THE Rev Mervyn Gibson is to meet with the senior Presbyterian figure who wrote to the Parades Commission criticising his comments about a ruling by the commission.
The east Belfast Presbyterian minister said he intended to meet the clerk of the Presbyterian General Assembly, the Rev Dr Donald Watts, to discuss Dr Watts’ letter to the commission in which he described the Rev Gibson’s criticism of the commission as “unacceptable”.
However, as revealed in yesterday’s News Letter, Dr Watts refused to make any comment about the Rev David Latimer’s controversial speech to Sinn Fein’s ard fheis in which he described Martin McGuinness as “one of the true, great leaders of modern times”.
A Presbyterian member, David Morgan, wrote to Dr Watts objecting to the theological implications of Rev Latimer’s speech, which he argued went against Presbyterian teaching about repentance and the need for personal salvation.

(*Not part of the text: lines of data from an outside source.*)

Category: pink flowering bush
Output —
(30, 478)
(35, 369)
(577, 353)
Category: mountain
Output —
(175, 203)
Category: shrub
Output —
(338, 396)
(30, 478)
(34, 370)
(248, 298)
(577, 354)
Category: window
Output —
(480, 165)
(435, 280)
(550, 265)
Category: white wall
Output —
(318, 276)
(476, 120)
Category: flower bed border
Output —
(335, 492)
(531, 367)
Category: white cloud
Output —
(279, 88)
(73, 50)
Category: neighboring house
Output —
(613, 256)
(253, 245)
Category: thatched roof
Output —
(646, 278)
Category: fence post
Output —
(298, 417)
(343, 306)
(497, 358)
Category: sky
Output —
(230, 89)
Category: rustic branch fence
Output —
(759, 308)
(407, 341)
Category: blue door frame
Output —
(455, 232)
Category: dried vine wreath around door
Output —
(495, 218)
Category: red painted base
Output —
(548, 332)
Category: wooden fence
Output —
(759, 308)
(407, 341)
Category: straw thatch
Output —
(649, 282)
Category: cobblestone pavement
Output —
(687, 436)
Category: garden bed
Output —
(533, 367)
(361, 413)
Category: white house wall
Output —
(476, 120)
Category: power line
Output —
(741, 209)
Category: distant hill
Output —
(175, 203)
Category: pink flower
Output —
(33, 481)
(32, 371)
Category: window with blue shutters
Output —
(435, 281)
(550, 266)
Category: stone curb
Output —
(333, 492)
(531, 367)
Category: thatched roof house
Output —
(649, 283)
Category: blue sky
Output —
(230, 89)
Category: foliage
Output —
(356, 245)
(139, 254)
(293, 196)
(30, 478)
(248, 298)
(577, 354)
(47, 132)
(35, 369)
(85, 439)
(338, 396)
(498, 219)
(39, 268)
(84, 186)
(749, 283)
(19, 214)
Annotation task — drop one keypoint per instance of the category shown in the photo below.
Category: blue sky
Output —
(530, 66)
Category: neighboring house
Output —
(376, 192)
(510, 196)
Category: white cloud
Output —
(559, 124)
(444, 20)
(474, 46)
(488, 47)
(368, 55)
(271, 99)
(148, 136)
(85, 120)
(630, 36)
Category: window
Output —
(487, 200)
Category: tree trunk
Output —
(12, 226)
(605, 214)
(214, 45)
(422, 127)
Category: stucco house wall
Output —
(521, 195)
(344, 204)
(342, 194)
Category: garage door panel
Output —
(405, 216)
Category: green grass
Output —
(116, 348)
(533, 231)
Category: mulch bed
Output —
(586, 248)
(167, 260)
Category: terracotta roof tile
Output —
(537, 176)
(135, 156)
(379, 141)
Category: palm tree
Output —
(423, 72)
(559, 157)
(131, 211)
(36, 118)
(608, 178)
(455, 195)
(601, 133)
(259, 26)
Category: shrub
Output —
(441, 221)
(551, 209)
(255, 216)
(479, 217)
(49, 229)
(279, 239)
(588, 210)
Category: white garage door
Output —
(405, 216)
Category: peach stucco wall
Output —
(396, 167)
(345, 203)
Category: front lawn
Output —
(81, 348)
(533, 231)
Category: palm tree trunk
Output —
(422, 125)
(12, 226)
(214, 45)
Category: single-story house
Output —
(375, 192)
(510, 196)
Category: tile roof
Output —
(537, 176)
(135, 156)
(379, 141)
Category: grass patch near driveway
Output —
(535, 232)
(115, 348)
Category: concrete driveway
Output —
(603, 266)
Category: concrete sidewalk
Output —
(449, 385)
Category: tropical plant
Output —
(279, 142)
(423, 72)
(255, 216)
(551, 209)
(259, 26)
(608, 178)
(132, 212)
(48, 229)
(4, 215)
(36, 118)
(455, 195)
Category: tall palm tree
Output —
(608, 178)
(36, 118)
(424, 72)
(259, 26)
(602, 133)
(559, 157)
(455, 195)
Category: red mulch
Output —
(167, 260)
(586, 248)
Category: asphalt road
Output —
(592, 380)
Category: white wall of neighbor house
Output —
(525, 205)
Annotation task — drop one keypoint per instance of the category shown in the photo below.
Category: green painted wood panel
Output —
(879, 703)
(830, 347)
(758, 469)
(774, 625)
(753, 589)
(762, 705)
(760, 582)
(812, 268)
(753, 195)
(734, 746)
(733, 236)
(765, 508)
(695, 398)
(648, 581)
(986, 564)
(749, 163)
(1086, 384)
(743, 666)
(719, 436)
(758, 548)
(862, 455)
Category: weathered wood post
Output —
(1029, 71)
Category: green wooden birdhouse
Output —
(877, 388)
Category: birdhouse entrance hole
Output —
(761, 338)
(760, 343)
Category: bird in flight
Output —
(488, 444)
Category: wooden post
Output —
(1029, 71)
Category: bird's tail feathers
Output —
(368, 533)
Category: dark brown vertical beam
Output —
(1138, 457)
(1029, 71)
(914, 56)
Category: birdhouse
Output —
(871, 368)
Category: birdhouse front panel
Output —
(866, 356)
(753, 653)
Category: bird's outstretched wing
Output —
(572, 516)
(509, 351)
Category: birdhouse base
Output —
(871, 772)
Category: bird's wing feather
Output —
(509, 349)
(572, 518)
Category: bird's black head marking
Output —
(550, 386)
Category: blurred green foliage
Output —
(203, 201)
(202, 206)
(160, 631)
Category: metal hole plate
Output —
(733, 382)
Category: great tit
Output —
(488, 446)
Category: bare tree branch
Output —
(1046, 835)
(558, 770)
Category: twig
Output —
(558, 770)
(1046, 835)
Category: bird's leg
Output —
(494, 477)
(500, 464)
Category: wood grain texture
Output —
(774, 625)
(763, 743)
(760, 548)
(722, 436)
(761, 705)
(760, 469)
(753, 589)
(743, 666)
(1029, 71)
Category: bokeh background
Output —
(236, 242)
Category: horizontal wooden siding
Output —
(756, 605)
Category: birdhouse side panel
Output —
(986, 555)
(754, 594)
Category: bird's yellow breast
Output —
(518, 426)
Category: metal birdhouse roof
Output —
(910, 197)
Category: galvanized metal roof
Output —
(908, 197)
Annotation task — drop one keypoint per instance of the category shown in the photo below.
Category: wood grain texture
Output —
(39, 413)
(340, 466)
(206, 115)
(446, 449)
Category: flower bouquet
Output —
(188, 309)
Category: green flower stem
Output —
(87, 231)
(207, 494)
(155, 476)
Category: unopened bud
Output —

However, Dr Watts replied to Dr Morgan that the Rev Latimer’s attendance at the conference was “a personal decision” and that he “was not present as a representative of the Presbyterian Church in Ireland” at the Sinn Fein conference.
The Rev Gibson, who was unaware of Dr Morgan’s complaint to the church, said he believed it showed that there were double standards being exercised by the church authorities.
The Rev Gibson, who is also a senior Orangeman, said: “Somebody made a complaint about me to the church and the church responded to that. They didn’t name me in the response but it was clear that they had been asked for an opinion about me.
“All they had to do was say that if I made any remark it was in a personal capacity.
“Clearly there are discrepancies in the way in which I have been treated and I believe it has happened on other occasions as well.”
Meanwhile, the Rev Latimer has said he believes that Mr McGuinness is “one of the most impressive statesmen of our time”.
Expanding on his comments at the Sinn Fein conference, the Presbyterian minister told his local newspaper the Derry Journal: “I have no doubt that Martin would be effective amongst other world leaders and I think he is one of the most impressive statesmen of our time.”
The Rev Latimer said he was praying that the former IRA commander would win the Irish presidential election and that he believed Mr McGuinness would “send ripples of hope” if he becomes president.
“Not only does he have my support for his campaign but he also has my prayers,” he said.
The Rev Latimer added that he wished Mr McGuinness “the very best of luck” and hoped that he was successful.